Google's LaMDA AI can have a 'natural' conversation while pretending to be Pluto

The research could have major implications for Google search and Assistant.


Whether it’s talking AI or smarter chatbots, Google has spent the last several years teaching AI how to communicate better with humans. Now, the company is showing off its latest research that could take these efforts to the next level.

The company previewed LaMDA (“Language Model for Dialogue Applications”), research it says represents a “breakthrough conversation technology” that will one day enable people to have natural, open-ended conversations about any topic with Google’s AI. The technology is still in a research phase, but it could have huge implications for existing Google products like search and Assistant.

While existing chatbots are often trained on a specific topic or programmed to give canned responses, LaMDA “can engage in a free-flowing way about a seemingly endless number of topics,” according to Google. Onstage at Google I/O, Sundar Pichai showed off how LaMDA could take on the persona of Pluto or a paper airplane. In each example, LaMDA was able to respond to questions or comments that don’t have a clear answer.

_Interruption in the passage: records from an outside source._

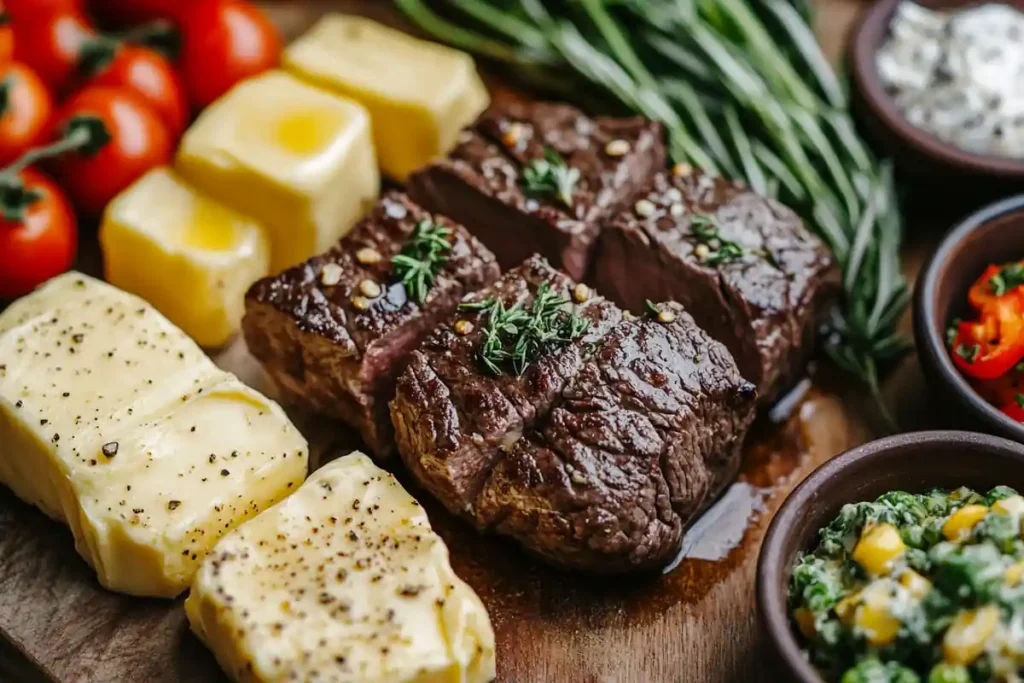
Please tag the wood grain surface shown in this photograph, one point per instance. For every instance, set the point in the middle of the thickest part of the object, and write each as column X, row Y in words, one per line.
column 695, row 624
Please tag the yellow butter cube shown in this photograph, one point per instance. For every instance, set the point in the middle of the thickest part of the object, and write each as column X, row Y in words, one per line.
column 292, row 156
column 115, row 423
column 419, row 94
column 188, row 255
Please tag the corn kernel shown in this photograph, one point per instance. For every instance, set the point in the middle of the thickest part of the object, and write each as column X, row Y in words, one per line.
column 965, row 640
column 1010, row 506
column 1014, row 573
column 916, row 585
column 961, row 522
column 805, row 621
column 878, row 549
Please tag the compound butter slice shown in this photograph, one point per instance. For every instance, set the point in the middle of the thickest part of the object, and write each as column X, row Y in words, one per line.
column 344, row 581
column 115, row 423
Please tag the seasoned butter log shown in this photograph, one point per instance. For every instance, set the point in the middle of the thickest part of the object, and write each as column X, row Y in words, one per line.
column 343, row 582
column 334, row 332
column 595, row 451
column 115, row 423
column 296, row 158
column 419, row 94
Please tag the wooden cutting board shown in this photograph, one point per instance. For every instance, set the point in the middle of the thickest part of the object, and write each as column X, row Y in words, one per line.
column 696, row 623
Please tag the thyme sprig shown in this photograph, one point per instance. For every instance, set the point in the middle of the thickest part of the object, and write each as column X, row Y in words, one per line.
column 513, row 338
column 551, row 176
column 417, row 265
column 1010, row 276
column 709, row 232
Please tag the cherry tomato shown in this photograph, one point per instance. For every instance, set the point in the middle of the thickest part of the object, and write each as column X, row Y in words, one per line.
column 22, row 10
column 6, row 36
column 26, row 113
column 131, row 140
column 223, row 43
column 52, row 46
column 42, row 244
column 151, row 76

Google's LamDa speaking as a paper airplane.

Of course, these types of open-ended experiments don’t always produce the desired result. And Pichai noted onstage that Google is still fine tuning LaMDA, as it’s not always able to give a coherent or relevant answer to every query. Separately, Google said that it’s also working on ways to ensure LaMDA provides accurate information, which could be another potential problem area for the technology.

“We’re also exploring dimensions like ‘interestingness,’ by assessing whether responses are insightful, unexpected or witty,” Google explains in a blog post. “Being Google, we also care a lot about factuality (that is, whether LaMDA sticks to facts, something language models often struggle with), and are investigating ways to ensure LaMDA’s responses aren’t just compelling but correct.”

For now, LaMDA is built around text conversations, but Pichai said it could eventually expand to other elements like video and audio. Eventually, the research could be incorporated into existing features like search or Google Assistant. For example, it could enable users to ask Google for directions with a route that has views of mountains, or to ask Google to skip to a specific part of a video, such as “show me the part where the lion roars at sunset.”